On le donnait mort politiquement après son échec aux élections européennes de 1999. On l'imaginait difficilement candidat à la présidentielle après ses ennuis judiciaires. Et le voilà qui resurgit !

Sur le fond, il n'a pas changé. Mais il affiche un nouveau « look » plus rassurant, un discours plus consensuel et policé et, surtout, a en main un thème de campagne utilisé par Jacques Chirac pour mettre en difficulté les socialistes trop « angéliques » en la matière : l'insécurité. En faisant de l'insécurité un des axes forts de ses discours, le président-candidat à son corps défendant « dédouane » le leader d'extrême droite. Or surfer sur les peurs des Français, Jean-Marie Le Pen connaît. Il excelle même depuis longtemps dans l'exercice, d'autant qu'il aura été servi par une actualité particulièrement porteuse relayée avec une certaine complaisance par plusieurs médias. Son fonds de commerce est assuré.
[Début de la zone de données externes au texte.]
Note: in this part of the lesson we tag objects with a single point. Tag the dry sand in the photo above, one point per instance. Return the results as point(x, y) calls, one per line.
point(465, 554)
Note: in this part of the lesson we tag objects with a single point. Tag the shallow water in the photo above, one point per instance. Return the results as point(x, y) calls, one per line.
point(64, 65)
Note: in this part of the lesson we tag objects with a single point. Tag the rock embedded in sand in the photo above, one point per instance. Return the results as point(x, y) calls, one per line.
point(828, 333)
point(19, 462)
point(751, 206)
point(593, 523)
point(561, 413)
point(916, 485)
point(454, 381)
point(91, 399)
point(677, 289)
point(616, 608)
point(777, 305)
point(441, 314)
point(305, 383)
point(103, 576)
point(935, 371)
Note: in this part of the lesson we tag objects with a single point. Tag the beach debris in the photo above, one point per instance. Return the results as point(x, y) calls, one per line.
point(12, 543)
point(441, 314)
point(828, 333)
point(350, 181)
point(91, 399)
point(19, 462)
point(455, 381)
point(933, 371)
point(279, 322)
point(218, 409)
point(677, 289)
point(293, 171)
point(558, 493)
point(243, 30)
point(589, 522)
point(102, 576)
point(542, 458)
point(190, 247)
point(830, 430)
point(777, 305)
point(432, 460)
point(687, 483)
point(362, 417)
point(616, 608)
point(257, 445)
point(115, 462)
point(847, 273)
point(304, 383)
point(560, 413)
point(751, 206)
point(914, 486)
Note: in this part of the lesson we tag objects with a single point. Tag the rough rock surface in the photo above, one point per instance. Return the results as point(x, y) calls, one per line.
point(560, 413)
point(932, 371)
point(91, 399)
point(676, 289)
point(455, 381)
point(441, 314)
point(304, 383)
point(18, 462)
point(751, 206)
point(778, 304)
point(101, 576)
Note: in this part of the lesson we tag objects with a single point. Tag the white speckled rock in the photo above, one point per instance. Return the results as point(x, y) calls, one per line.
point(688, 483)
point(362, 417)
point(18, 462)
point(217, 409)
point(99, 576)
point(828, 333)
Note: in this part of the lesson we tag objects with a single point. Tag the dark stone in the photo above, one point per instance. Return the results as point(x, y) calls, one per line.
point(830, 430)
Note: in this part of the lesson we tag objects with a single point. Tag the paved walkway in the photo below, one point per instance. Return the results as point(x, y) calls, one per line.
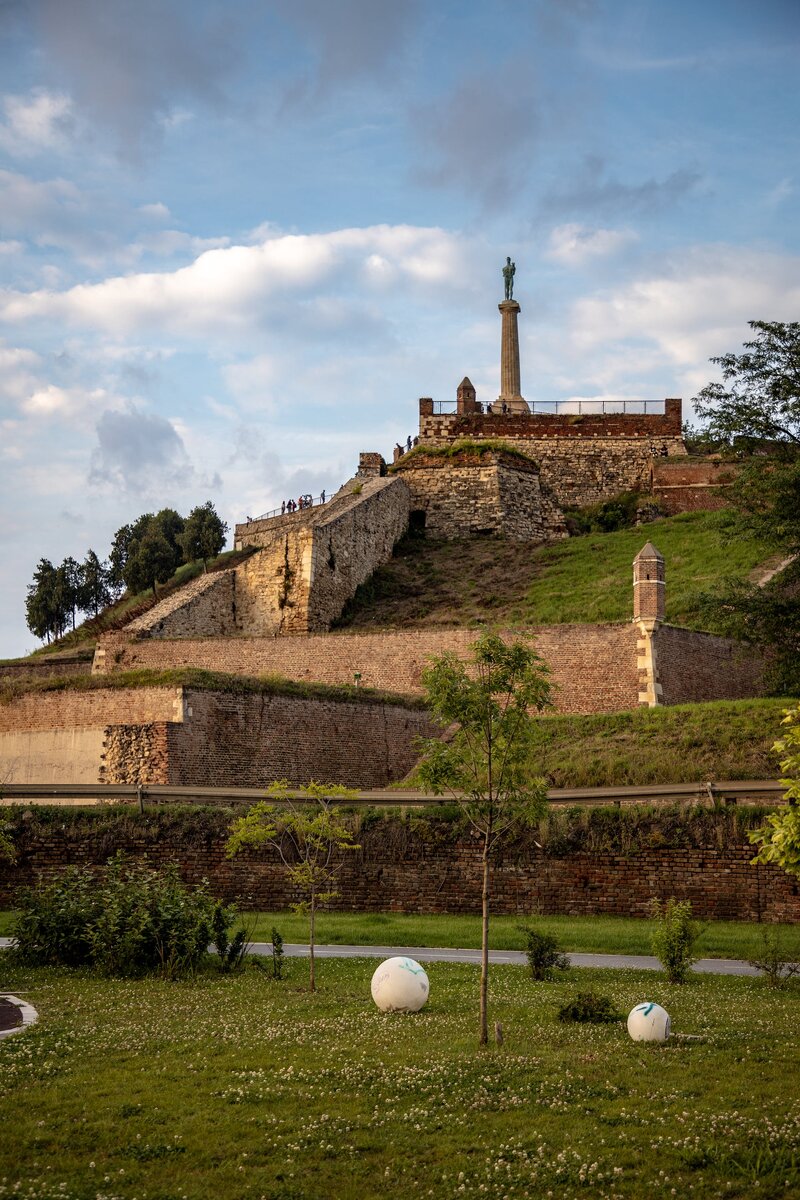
point(515, 958)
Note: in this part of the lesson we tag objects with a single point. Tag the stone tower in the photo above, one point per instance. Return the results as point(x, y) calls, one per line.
point(510, 394)
point(649, 585)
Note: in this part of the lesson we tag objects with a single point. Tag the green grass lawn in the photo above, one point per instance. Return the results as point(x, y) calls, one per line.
point(597, 935)
point(228, 1087)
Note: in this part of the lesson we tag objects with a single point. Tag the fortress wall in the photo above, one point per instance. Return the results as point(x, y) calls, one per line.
point(204, 606)
point(182, 736)
point(90, 709)
point(349, 544)
point(476, 493)
point(593, 667)
point(272, 586)
point(251, 741)
point(581, 468)
point(689, 486)
point(695, 666)
point(398, 871)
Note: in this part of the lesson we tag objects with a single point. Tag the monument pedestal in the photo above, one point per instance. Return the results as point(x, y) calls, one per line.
point(510, 394)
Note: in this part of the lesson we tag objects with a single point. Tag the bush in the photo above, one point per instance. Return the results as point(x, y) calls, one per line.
point(543, 954)
point(674, 936)
point(771, 961)
point(589, 1007)
point(127, 921)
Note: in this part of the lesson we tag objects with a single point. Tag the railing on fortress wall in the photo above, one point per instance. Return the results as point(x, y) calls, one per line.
point(308, 502)
point(716, 793)
point(561, 407)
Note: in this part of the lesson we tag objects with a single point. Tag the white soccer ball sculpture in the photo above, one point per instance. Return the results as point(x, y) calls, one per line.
point(648, 1023)
point(400, 985)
Il fera florès.

Bernard Mazières

Le mythe du troisième homme

Ils se voyaient en haut de l'affiche, jouer les trouble-fête dans la cour des grands et incarner une alternative crédible au duel présidentiel trop longtemps programmé à l'avance entre Jacques Chirac et Lionel Jospin. Ils, ce sont le souverainiste Jean-Pierre Chevènement et le centriste François Bayrou.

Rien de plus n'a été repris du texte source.